I was going to kiss her. I was practically leaning in. I was delusional enough to think she wanted it too.

She can’t want it. She has a boyfriend. She said it herself tonight: she barely even thinks of me as a guy—as in a guy guy, a guy she could date.

She looks at me and sees a friend, and I’ve told myself over and over again that that’s enough. Being DeeDee’s friend is one of the best things that’s ever happened to me, and if this is the role she wants me to have in her life, I’ll respect that. She doesn’t owe me more.

I’ll just have to find a way to never look at her mouth again.

No big deal. Completely practical.

“Do you want a drink? X should be here soon, so I’m gonna get a beer while I wait.”

It’s almost last call, and he’s getting here ‘soon.’ I know for a fact he was supposed to arrive hours ago. She spent the whole week talking about how excited she was to have him here.

DeeDee isn’t even looking at me as she tries to flag one of our coworkers behind the bar down. My head starts swimming with the fear that she realized what I was about to do on the dance floor. I grip the edge of the bar.

“Actually, I better head out.”

“So early?”

She still isn’t looking at me. Half past one really isn’t ‘so early,’ but I guess I am talking to a bartender.

“Yeah, I’ve got a lot of business stuff to take care of tomorrow,” I call out above the noise.

“Oh. Okay.” She finally turns around, bobbing her head a few times as she opens and closes her mouth like she’s working out what to say. “You know you don’t—I mean, um, I didn’t—When we...”

She trails off, staring down at the floor as she plays with that old-fashioned ring she’s always wearing. The racket of the bar fills the silence between us.

She jerks her head up after a moment and flashes a smile that appears way too fast to be real. “Tabarnak. English is hard. I don’t know what I’m trying to say. Have a good night, okay? I’ll see you later.”

“You’re okay to get home tonight?”

I know how much that matters to her. She’s never told me why it matters, but ever since the time I found her having what looked like a mental breakdown in the storage closet after her ride fell through one night last year, I never leave a shift without letting her know I’m around if she needs it. One stupid move on my part isn’t going to change that.

“You’re sweet, mon ami. X has got me for tonight.”

I nod and start heading through the crowd without saying anything else, fighting my way into the back to get my jacket. I should have said a better goodbye, but I couldn’t find the words.

He’s got her.

It’s pathetic. I should get a grip, but it’s all I can think.

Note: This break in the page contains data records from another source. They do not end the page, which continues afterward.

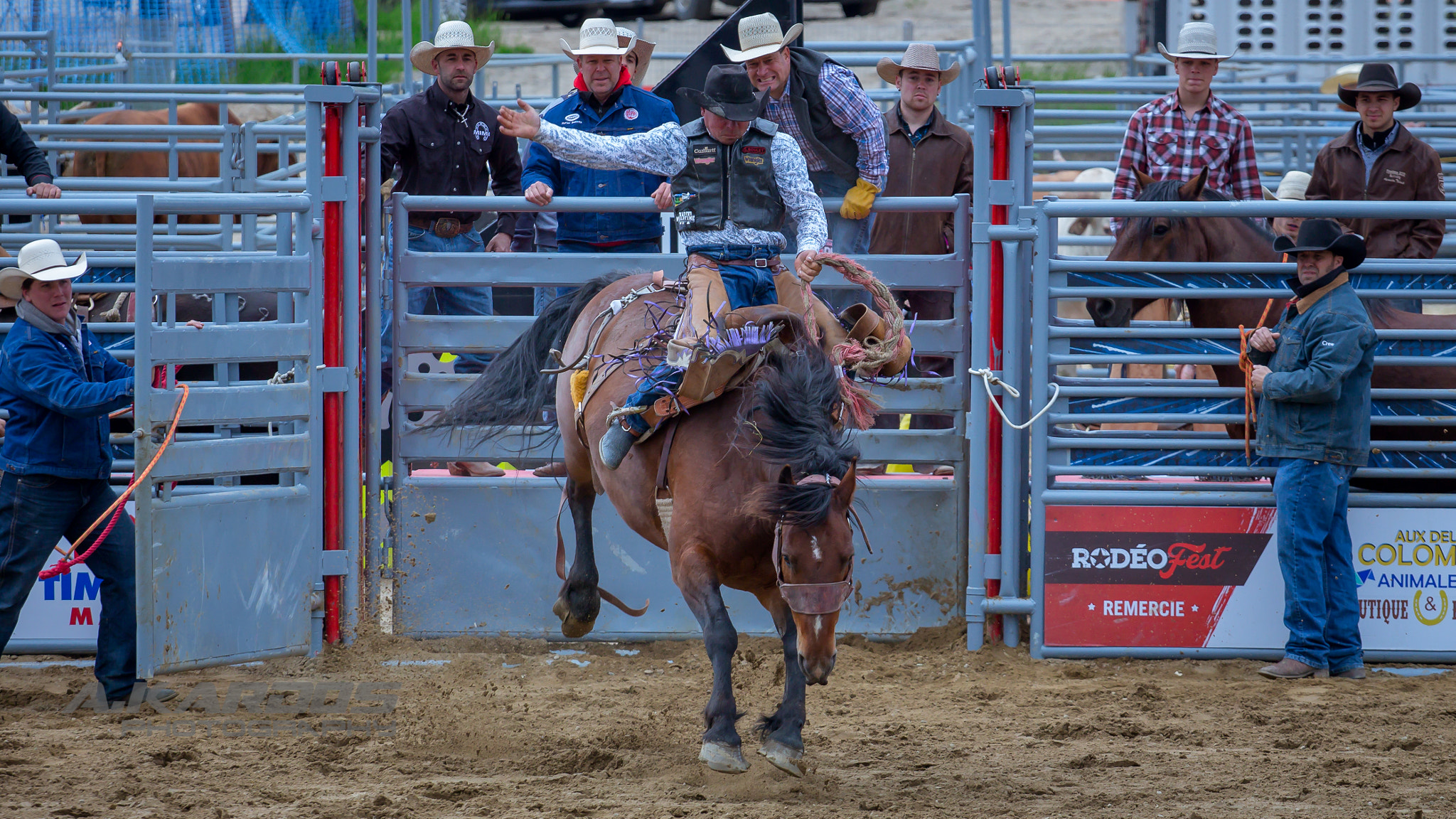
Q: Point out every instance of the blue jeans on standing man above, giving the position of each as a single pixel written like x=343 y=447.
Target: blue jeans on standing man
x=547 y=295
x=444 y=301
x=36 y=512
x=1317 y=559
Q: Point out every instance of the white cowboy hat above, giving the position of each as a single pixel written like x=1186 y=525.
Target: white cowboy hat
x=451 y=34
x=761 y=36
x=599 y=36
x=632 y=43
x=918 y=55
x=43 y=261
x=1196 y=41
x=1293 y=186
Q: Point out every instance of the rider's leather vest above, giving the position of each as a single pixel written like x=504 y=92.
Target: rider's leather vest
x=729 y=183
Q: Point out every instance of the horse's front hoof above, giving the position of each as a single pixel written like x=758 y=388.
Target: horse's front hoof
x=569 y=626
x=783 y=758
x=724 y=758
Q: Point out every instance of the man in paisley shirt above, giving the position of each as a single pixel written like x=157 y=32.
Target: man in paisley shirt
x=736 y=181
x=1177 y=136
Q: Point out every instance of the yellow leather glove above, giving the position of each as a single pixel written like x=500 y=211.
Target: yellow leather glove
x=858 y=200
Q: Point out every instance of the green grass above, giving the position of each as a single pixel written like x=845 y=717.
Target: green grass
x=267 y=72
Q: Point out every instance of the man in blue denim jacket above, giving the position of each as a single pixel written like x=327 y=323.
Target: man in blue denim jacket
x=1312 y=372
x=58 y=385
x=604 y=102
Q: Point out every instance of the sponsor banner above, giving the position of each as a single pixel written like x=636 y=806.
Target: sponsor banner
x=1210 y=577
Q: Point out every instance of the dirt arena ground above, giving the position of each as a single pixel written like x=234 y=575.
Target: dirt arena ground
x=505 y=727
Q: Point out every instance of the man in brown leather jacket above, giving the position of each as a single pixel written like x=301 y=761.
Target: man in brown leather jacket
x=1381 y=161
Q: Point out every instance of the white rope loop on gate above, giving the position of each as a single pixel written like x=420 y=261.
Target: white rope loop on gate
x=992 y=379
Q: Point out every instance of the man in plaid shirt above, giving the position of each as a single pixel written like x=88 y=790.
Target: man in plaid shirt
x=1179 y=134
x=822 y=105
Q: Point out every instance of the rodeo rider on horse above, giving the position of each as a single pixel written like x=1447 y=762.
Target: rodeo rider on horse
x=736 y=178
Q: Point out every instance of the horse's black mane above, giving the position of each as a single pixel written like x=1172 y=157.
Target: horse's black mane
x=1167 y=191
x=790 y=422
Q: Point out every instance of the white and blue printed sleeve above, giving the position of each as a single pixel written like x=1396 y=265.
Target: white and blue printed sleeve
x=793 y=177
x=663 y=151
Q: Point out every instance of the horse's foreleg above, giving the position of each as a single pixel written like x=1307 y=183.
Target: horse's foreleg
x=580 y=602
x=722 y=748
x=782 y=732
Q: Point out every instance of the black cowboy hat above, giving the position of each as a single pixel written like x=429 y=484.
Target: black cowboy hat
x=1324 y=235
x=1381 y=76
x=729 y=94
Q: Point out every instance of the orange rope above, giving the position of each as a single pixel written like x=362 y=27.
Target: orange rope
x=65 y=566
x=1250 y=416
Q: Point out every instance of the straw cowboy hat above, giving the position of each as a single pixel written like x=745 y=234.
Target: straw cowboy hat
x=729 y=94
x=599 y=36
x=1381 y=76
x=43 y=261
x=1324 y=235
x=918 y=55
x=761 y=36
x=1196 y=41
x=451 y=34
x=626 y=38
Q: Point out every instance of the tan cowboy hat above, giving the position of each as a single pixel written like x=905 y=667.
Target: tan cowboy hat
x=761 y=36
x=643 y=48
x=599 y=36
x=451 y=34
x=918 y=55
x=1196 y=41
x=43 y=261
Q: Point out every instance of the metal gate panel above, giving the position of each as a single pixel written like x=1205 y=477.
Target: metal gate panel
x=476 y=556
x=229 y=523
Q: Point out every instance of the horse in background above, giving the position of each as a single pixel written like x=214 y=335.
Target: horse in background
x=762 y=481
x=1236 y=240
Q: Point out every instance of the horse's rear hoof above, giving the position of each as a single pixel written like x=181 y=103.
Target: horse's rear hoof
x=571 y=627
x=783 y=758
x=724 y=758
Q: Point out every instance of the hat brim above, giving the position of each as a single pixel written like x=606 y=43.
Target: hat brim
x=14 y=277
x=1172 y=55
x=422 y=55
x=764 y=50
x=1410 y=94
x=734 y=111
x=889 y=70
x=1349 y=247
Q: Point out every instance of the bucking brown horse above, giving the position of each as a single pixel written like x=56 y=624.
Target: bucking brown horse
x=1228 y=240
x=761 y=480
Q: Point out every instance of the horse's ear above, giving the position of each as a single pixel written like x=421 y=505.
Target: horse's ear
x=1193 y=188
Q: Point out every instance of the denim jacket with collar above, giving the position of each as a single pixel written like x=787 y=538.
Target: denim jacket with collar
x=1317 y=400
x=58 y=402
x=633 y=112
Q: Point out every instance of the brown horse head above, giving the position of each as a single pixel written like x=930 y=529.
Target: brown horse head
x=1177 y=240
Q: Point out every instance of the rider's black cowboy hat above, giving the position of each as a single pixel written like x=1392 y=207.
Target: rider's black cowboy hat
x=729 y=94
x=1381 y=76
x=1324 y=235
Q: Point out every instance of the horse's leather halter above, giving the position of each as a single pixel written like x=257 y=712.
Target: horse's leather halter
x=813 y=598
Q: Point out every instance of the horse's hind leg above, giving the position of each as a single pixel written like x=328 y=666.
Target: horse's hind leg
x=782 y=732
x=722 y=748
x=580 y=602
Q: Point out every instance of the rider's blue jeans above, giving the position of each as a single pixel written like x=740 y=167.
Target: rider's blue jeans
x=1317 y=560
x=36 y=513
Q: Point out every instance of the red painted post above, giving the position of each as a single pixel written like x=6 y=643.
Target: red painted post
x=332 y=358
x=1001 y=169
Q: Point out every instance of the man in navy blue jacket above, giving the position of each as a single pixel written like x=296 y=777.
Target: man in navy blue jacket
x=604 y=102
x=58 y=385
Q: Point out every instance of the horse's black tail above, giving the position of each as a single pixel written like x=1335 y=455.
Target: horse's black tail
x=513 y=390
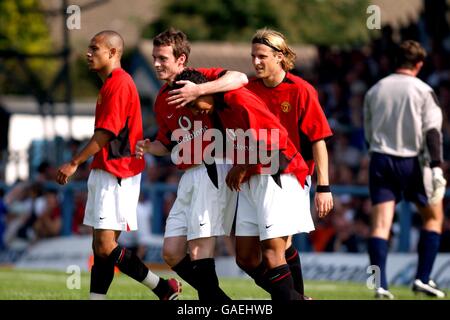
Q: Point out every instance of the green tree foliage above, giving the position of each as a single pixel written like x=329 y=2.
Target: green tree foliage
x=23 y=29
x=321 y=22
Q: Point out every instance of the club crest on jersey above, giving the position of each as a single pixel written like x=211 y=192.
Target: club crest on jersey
x=231 y=135
x=185 y=123
x=285 y=107
x=99 y=98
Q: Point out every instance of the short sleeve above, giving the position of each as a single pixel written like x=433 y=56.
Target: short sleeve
x=112 y=108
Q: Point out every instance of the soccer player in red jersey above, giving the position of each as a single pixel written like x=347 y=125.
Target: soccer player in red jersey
x=268 y=201
x=204 y=207
x=295 y=102
x=114 y=181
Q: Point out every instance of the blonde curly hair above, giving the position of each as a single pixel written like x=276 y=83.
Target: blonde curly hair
x=277 y=42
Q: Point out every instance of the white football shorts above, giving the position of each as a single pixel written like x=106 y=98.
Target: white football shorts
x=201 y=209
x=110 y=205
x=269 y=211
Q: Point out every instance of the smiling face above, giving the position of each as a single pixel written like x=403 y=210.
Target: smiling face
x=166 y=65
x=98 y=55
x=202 y=105
x=265 y=61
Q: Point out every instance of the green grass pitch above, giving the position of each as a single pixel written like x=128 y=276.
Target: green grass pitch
x=16 y=284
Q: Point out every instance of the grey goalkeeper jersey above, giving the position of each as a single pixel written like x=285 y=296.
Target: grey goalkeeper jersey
x=398 y=111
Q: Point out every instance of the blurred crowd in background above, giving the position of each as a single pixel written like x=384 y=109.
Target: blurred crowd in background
x=31 y=210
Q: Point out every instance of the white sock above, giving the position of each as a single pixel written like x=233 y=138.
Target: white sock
x=151 y=280
x=97 y=296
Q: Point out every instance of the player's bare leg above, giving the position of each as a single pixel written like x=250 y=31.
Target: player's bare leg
x=108 y=253
x=382 y=216
x=174 y=250
x=427 y=249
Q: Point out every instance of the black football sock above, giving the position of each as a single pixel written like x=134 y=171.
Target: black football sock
x=184 y=270
x=293 y=260
x=257 y=274
x=204 y=270
x=281 y=283
x=102 y=274
x=427 y=249
x=378 y=250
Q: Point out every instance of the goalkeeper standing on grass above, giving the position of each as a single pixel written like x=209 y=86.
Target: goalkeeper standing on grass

He’s got her, and you don’t.

 

 

Four

 

 

DeeDee

 

 

DOUBLE: twice the amount of liquor regularly included in a single drink

 

 

Câlice de criss.

I almost kissed Zach.

I was so close to moving my hands behind his head and pulling his mouth down to mine. I wanted to rub little circles into the back of his neck with my thumbs. I wanted to sigh against his lips. I wanted to lean into him and bend my knee the way girls do when they kiss boys in cheesy movies.

I didn’t just want to make out with him on a dance floor; I wanted it to be romantic.

“Tequila. A double. And a beer.”

Renee raises her eyebrows at me from behind the bar. “Ready to party?”

“Always.”

That is what I need: to party. I need to dance. I need to clink glasses with friends. I need to pull my boyfriend onto the dance floor and throw myself into his arms like a girl in a movie. I do not need to do that with Zach.

Only my boyfriend isn’t here.

The last time he texted was to say his shift at the club got switched and he’d be late. That was hours ago. He didn’t answer my text when I told him I finished early. He hasn’t answered any of them since.

I feel like the crazy stalker girlfriend, but I send him another one while I wait for my drink to arrive.

I cheers Renee when she finally brings my drinks and down the shot. Then I sip my beer and wander through the crowd. I know a few people in the room—I know a few people everywhere in Montreal; it’s what happens when you’re a bartender—but I’m so bad with names I just smile when they call out mine. I finish my beer way too fast and end up dancing with a big group of people who keep trying to steal my flower crown.